My dear Erma Bombeck said it best: “I’m trying very hard to understand this generation. They have adjusted the timetable for childbearing so that menopause and teaching a sixteen-year-old how to drive a car will occur in the same week.” While hot flashes are flaring all over the place (mainly wherever I am standing at the time I am standing there,) I am surrounded by men ranging from nearly fifty to nearly seventeen years old. Needless to say, my patience is in a very delicate state these days…
To say that I have been moody is an understatement. Thankfully, I am aware of this and I am fighting the moodiness as much as I can. I will be the first one to admit to being in the middle of a hot flash and the first one to apologize because I’m being unnecessarily acerbic. If I’d never been able to command fear before, now I can at least command a certain degree of caution as people approach me. Oh, the power…the infinite power.
Of course, my patience is rather sketchy these days and the one who most needs my patience is the one who cannot understand the concept of a hot flash. Happy days! So I’ve snapped at J unnecessarily several times and my “NO!” has been more strident than it has to be…I am floating in a puddle of guilt right now.

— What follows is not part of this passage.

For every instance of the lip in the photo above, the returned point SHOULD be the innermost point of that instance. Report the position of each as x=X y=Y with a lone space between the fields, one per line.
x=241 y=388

What am I to do? Well…right now I’m going to recruit my darling boy’s assistance in the kitchen so we can prepare a cheese flan that will come in handy later. Tomorrow is psychiatrist day…I still have notes to jot down, paperwork to organize… Today I am the one having behavioral problems, and I don’t own boxing gloves or a Slinky.
So that’s what’s going on here. J is being a darling, but I am being a tremendous hormonal bitch. In the midst of all this, bless him, he allowed me to teach him how to use nail clippers and he’s trimmed his fingernails quite well. He’s also washed, dried, sorted, folded and put away six loads of laundry. We ran, did our first batch of exercises and danced to TWO Katy Perry songs. Today I feel too old for all this. Sigh…
I have to go now…there’s a bag of frozen lima beans that my chest is requesting to make contact with right now. Since I already moved all the furniture I could think of to keep the energy being burned (J’s and my own,) now I’m pretty much forced to sit and ride out the power surges that the good Lord has designated for women my age.
He DOES have a sense of humor…indeed!